Kencana meringis lucu sambil mengangguk. Tak lama kemudian gadis itu berpamitan. Owen mengiringinya dengan senyum dan lambaian tangan.
* * *
Hm... Dia laki-laki yang kuat...
Kencana mengerjapkan mata sambil berbaring nyaman di ranjangnya.
... dan ayah yang baik.
Kencana menggigit bibir bawahnya.
Tentu saja tidak sesempurna itu dia sebagai manusia, tapi tetap saja...
Kencana menggulingkan tubuhnya ke samping. Kini memeluk erat gulingnya.
Pufff...
Diembuskannya napas kuat-kuat untuk mengurangi sedikit rasa sesak di dada. Rasa sesak yang timbul begitu saja karena ada sesuatu yang meledak-ledak saat ia memikirkan...
Hm... Mas Daru...
Sepertinya, kali ini ia mulai memahami apa yang tengah dirasakannya.
Tapi semudah inikah?
Kencana menggembungkan kedua pipinya.
Semudah inikah berpindah ke lain hati setelah tujuh tahun terbelit segala sesuatu yang berbau Denta?

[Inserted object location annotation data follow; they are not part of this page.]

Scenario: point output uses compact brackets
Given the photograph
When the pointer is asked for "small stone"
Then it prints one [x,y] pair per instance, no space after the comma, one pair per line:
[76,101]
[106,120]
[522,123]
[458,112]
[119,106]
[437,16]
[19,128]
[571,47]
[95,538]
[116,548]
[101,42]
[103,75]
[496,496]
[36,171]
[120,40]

Kencana tersentak tiba-tiba.
Berbau Denta? Bukankah Mas Daru juga masih ‘berbau Denta’?
Kencana memejamkan matanya.
Mereka sepupu, Ican... Sepupu!
Kencana menggelengkan kepala dengan gusar. Pada saat itu, ia memutuskan untuk rileks dan mengosongkan pikirannya. Malam belum terlalu larut. Tapi sudah waktunya bagi ia untuk memejamkan mata dan membiarkan alam mimpi menguasainya. Tapi sebelum ia mulai terlelap, ia bangun dan mengambil sikap khidmat. Dipanjatkannya sederet doa, permohonan, dan rasa syukur. Setelah itu, ia kembali ke posisinya semula. Meringkuk di bawah selimut sambil memeluk guling. Membiarkan alam mimpi membuainya.